Composite and regression analyses using global reanalysis data and NOAA satellite-based outgoing longwave radiation data have been conducted for the maximum periods of four solar cycles to investigate the existence and origin of lagged responses of tropical precipitation and the Madden-Julian Oscillation (MJO) to short-term (~27-day) solar ultraviolet (UV) variations. Previous work has found a lagged tropospheric temperature response to short-term solar UV peaks and minima as well as a lagged increase in the occurrence rate of strong MJO days following 27-day solar UV minima. The hypothesized mechanism involves relative downwelling, a slowing of the mean meridional (Brewer-Dobson) stratospheric circulation, and an increase of static stability in the tropical tropopause region following solar UV peaks and their attendant increased ozone production and radiative heating in the tropical upper stratosphere. Opposite conditions occur following UV minima.

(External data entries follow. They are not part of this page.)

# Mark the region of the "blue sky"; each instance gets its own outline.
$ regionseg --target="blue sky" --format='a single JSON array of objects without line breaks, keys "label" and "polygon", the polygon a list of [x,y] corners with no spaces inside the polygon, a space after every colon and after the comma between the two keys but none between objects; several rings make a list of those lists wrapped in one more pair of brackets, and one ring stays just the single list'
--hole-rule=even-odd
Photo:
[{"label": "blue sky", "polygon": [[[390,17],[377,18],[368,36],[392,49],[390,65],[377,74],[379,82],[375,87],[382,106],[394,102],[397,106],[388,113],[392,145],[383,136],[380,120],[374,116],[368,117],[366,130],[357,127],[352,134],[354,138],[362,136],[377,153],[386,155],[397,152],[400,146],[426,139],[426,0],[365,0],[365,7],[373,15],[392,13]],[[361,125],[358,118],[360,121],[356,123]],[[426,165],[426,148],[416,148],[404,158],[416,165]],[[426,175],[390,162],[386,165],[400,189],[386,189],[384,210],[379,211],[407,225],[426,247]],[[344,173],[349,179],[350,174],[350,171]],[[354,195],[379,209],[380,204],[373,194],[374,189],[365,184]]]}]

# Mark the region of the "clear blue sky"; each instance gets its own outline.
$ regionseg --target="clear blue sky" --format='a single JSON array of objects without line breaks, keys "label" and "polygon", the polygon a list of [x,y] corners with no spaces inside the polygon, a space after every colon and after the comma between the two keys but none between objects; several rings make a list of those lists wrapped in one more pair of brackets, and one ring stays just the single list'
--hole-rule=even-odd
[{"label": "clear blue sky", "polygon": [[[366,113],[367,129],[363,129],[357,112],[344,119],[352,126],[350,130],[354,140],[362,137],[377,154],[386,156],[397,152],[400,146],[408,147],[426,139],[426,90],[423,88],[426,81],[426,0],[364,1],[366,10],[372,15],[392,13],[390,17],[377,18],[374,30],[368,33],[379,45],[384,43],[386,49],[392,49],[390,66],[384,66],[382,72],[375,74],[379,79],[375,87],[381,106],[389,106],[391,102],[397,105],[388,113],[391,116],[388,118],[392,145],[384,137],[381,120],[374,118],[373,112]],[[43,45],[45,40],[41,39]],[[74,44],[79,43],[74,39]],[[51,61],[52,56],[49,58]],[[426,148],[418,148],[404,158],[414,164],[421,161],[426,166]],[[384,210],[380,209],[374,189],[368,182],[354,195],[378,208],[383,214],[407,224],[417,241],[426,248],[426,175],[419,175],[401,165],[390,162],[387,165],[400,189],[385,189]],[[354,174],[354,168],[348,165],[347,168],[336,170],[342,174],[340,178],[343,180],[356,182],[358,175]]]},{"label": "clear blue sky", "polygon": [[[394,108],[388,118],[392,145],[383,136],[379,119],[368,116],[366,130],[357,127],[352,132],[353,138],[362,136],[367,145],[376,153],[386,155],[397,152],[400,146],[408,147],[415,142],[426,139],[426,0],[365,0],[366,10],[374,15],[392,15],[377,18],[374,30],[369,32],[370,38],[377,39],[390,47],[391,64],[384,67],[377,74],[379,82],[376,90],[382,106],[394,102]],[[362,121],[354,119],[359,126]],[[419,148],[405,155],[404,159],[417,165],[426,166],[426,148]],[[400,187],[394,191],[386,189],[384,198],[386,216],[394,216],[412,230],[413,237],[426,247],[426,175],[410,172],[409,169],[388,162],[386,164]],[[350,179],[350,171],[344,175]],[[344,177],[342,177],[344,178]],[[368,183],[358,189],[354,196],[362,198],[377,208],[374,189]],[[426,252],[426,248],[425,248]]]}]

Here, 137 peaks and 128 minima in ~27-day solar activity occurring during four solar maximum periods (1979-83; 1989-93; 1999-03; 2013-15) are analyzed. Evidence is obtained for a ~4-day lagged mean response of tropical precipitation such that precipitation in the central and eastern tropical Pacific is, on average, reduced following solar UV peaks and increased following solar UV minima. As shown in Figure 1, the amplitude of the precipitation response is larger and more statistically significant if only days when the MJO is active (OMI > 1 standard deviation; about 60-65% of all days) are considered. An opposite behavior is found in the equatorial Indian ocean with increased precipitation on average following UV peaks and reduced precipitation following UV minima. The origin of these precipitation differences appears to be related to the ability of the MJO to propagate across the Maritime Continent barrier. Considering only those days with an active MJO, only 9 of 78 UV minimum days were spent in MJO phases 3 and 4 (eastern Indian Ocean and western Maritime Continent) compared to 22 of 86 UV peak days. The number of days spent in phases 5 and 6 (eastern Maritime Continent and West Pacific) following UV peaks and minima are comparable. In all, these results suggest that there is more effective MJO propagation across the Maritime Continent barrier following UV minima, leading to increased precipitation in the western and central Pacific. A similar influence of the stratospheric quasi-biennial oscillation (QBO) on the MJO has previously been found with more effective propagation across the Maritime Continent barrier during the easterly QBO phase relative to the westerly phase.

Previous work has found that an active MJO in phases 2 and 3 (centered over the Indian Ocean) is associated with a poleward shift of the North Pacific storm track while an active MJO in phases 6 through 8 (western and central Pacific Ocean) is associated with an equatorward shift. Shifts in position of the storm track and North Pacific jet have been shown to influence the frequency of extreme weather, such as temperature extremes, in North America. Therefore, given the significant influence of ~27-day solar UV cycles on the MJO, we suggest that the occurrence of solar rotational cycles should be considered in addition to the QBO when predicting the MJO and its influence on the midlatitude storm track and attendant extreme weather on extended range to subseasonal timescales.